Organisés autour de l’ONG Jeunesse pour le Développement, ces communautés ont dénoncé, dans un rapport publié en mi-février, une série de manquements, de la part de l’entreprise, qui ne garantissent pas la sécurité et le bien-être des communautés riveraines au projet. Ils ont dénoncé les ingérences politiques et les menaces reçues de certaines autorités politico-administratives les enjoignant à ne pas perturber le fonctionnement de la mine.
En mai 2022, le gouvernement camerounais signait un accord avec l’entreprise chinoise Sinosteel pour l’exploitation de fer dans la région. Déjà à cette époque le projet faisait l’objet d’une contestation de la part d’une partie de classe politique camerounaise qui en dénonçait l’opacité.
Les reproches faites par les communautés locales se résument en :
- Consultation inadéquate des communautés : Les populations locales n’ont pas été correctement consultées sur le développement du projet. Le processus de consultation a manqué de transparence, exclu des experts indépendants et ignoré les préoccupations des communautés, créant un sentiment d’imposition parmi les résidents.
- Risques environnementaux : Le projet présente des menaces environnementales importantes, notamment une possible contamination des rivières, de l’océan et des parcs marins voisins en raison du ruissellement et des lixiviats miniers. Des signes précoces de détérioration de la qualité de l’eau ont été observés avant même le début des opérations à grande échelle.
- Répression de la contestation : Les leaders communautaires opposés au projet ont reçu des menaces, et des figures influentes ont imposé des mesures de silence, empêchant toute discussion ouverte et aggravant les tensions sociales.

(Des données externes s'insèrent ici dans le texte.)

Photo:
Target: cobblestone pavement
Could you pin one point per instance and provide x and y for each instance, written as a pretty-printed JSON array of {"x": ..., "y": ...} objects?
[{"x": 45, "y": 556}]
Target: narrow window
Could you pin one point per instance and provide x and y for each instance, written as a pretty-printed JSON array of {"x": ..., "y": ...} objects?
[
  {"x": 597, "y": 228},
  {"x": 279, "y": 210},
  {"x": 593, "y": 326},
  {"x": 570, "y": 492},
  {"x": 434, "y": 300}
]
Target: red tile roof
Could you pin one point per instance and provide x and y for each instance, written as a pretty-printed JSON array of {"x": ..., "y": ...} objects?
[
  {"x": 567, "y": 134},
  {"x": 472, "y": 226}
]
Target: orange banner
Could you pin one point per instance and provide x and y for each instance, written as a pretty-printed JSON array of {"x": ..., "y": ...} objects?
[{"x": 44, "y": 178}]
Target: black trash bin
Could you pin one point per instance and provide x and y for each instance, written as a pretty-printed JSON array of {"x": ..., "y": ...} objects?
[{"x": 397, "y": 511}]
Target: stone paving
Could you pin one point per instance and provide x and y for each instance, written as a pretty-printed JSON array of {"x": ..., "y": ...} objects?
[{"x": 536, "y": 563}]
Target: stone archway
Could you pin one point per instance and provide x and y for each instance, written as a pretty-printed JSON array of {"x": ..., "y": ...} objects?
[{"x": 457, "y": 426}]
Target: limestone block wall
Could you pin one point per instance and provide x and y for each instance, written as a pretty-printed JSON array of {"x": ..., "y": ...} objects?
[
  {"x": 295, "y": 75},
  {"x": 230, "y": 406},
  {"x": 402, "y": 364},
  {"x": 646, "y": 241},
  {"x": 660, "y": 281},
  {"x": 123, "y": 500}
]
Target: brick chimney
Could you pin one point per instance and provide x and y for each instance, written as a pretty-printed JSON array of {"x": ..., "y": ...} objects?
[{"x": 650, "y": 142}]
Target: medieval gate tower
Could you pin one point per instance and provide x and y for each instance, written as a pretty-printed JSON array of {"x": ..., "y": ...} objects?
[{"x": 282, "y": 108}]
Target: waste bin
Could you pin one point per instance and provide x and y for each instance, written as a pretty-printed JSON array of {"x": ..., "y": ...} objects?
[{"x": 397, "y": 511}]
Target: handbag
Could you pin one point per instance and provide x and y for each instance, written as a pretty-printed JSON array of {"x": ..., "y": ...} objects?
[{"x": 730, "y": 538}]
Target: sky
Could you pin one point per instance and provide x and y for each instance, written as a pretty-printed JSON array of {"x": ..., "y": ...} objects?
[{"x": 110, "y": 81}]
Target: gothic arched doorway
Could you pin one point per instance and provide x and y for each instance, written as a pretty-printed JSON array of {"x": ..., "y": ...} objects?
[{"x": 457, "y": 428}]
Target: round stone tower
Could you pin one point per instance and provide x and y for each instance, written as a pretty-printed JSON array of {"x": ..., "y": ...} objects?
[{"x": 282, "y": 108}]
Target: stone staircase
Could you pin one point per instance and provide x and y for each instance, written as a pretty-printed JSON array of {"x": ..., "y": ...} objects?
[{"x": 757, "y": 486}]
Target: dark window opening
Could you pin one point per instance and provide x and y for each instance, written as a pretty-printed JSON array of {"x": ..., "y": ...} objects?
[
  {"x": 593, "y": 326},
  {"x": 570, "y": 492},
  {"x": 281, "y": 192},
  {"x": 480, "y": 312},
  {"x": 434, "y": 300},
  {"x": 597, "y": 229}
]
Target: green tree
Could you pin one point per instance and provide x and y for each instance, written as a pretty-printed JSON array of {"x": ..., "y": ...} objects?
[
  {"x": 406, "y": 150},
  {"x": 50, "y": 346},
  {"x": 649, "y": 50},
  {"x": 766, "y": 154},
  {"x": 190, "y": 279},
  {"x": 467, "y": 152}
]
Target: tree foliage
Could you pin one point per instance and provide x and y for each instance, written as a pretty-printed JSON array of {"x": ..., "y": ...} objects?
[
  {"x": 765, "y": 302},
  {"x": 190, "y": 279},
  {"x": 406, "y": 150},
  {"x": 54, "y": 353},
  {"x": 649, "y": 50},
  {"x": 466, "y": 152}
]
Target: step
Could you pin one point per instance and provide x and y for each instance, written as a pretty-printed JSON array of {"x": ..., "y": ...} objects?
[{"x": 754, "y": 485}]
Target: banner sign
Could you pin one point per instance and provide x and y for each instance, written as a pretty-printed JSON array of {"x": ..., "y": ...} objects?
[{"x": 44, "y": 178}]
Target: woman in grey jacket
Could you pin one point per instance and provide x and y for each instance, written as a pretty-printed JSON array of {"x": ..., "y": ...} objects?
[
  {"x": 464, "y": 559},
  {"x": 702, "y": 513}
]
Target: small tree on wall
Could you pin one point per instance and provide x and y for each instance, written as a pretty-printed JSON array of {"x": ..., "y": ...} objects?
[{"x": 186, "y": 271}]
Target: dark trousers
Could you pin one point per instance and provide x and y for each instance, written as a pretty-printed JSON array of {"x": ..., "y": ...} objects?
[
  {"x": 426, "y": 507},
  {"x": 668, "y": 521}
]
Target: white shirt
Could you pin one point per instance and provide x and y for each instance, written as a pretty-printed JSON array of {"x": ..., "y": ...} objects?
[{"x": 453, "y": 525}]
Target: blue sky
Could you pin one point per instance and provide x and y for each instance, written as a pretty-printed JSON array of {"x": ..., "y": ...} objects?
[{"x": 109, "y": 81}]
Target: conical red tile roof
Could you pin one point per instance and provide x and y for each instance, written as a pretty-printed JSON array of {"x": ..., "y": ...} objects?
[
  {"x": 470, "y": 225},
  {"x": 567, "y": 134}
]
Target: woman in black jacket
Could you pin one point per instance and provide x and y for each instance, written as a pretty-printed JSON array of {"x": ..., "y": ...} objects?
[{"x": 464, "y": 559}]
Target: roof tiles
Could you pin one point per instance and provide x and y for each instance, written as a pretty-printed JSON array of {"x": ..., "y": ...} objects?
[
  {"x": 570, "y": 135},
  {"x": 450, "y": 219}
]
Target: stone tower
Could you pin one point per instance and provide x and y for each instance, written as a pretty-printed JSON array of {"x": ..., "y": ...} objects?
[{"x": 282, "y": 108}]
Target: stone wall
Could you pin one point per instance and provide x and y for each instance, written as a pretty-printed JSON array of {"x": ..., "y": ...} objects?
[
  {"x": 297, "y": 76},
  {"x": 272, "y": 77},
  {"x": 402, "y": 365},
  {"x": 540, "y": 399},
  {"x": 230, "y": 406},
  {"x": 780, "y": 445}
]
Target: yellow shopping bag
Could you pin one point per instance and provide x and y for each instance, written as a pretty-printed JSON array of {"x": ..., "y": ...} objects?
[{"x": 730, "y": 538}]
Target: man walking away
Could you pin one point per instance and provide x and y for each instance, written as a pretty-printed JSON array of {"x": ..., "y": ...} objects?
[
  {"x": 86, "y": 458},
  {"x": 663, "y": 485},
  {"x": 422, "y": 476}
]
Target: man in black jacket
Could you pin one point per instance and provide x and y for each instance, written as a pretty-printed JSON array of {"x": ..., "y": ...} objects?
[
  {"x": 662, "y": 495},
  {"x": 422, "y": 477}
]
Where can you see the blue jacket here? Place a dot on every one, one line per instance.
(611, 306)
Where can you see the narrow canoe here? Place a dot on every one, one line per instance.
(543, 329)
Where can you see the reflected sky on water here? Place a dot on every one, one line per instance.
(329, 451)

- Indifférence des autorités camerounaises : Sinosteel et le gouvernement camerounais sont restés silencieux sur les procédures de consultation et les mesures d’atténuation des risques environnementaux et sanitaires, laissant les communautés dans l’incertitude quant à leur avenir.
POURQUOI C’EST IMPORTANT: La situation de ces communautés au Cameroun n’est malheureusement pas un cas isolé en Afrique où les projets miniers chinois sont souvent accusés de ne pas respecter les normes environnementales et sociales dans la mise en exécution de leur projet. Il est aussi constaté une complicité des autorités politiques locales qui protègent ces entreprises.
Il est important de noter qu’il ne s’agit pas d’une situation qui touche toutes les entreprises minières chinoises. Un effort est observé au près de plusieurs d’entre elles qui mettent en application des normes internationales en matière de bonne gestion environnementales et sociales dans leurs projets.